Particularly of interest to us, however, are the copies in Center City and on campus. The one in Center City debuted during the 1976 bicentennial celebration and has since became one of the most popular sculptures in the city. It was installed on a loan, but when Philadelphia could not pay back the $45,000 sticker price, it had to be returned to Indiana in 1978. In response, F. Eugene Dixon, former owner of the Philadelphia 76ers basketball team, bought the sculpture and donated it to the city the same year.
As to the one on campus, Penn’s LOVE statue was gifted to the school in 1996 from Jeffrey J. and Sivia Loria, an American art dealer and former owner of the Miami Marlins. When it was installed in the triangular patch of green at the 36th Street and Locust Walk, it replaced a sculpture called “We Lost” by Tony Smith that now sits in front of the Singh Center for Nanotechnology.

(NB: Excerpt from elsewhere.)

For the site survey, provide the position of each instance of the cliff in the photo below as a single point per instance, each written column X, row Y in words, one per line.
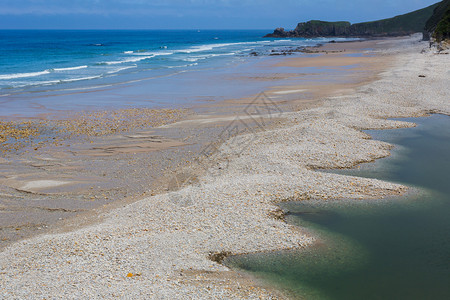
column 438, row 26
column 400, row 25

The symbolism behind the statue is not merely a statement of love. At the time the first of the series was built, "love" was meant to encompass conceptions of free love, the sexual revolution, and anti–war counterculture movements. But the meaning was also a personal one to the artist. Growing up, Indiana attended the Church of Scientology. At the services, he saw a tiny plaque over the reader’s platform with the words “God is love” inscribed on it. In fact, his first artworks bore the same words “God is love” before he later decided to shorten the phrase to just "LOVE." In that, the word “love” also has a spiritual connection.
The statue shows that one does not have to know all the technical terms to talk about art or to be touched by art. The emotions embedded in LOVE are complex, yet accessible and universal. Around the time Indiana began creating LOVE, he was also working on other works earmarked by the words EAT, HUG, and DIE, but the others never caught on the way LOVE did. If anything, it’s a testament to the strength of love.
Indiana had conceived of his statue as a means to “cover the world with love.” For Philly, the City of Brotherly Love, he had envisioned a larger statue that stood 24 feet high with an internal staircase. He says, “that way you could be in LOVE, not just beside it or on it.” Though that project never came to fruition, the very presence of the LOVE statue is a reminder of just how ubiquitous love is. Physically and conceptually.
And yes, while the LOVE statue has certainly garnered its fair share of attention, it cannot encapsulate the real love surrounding us.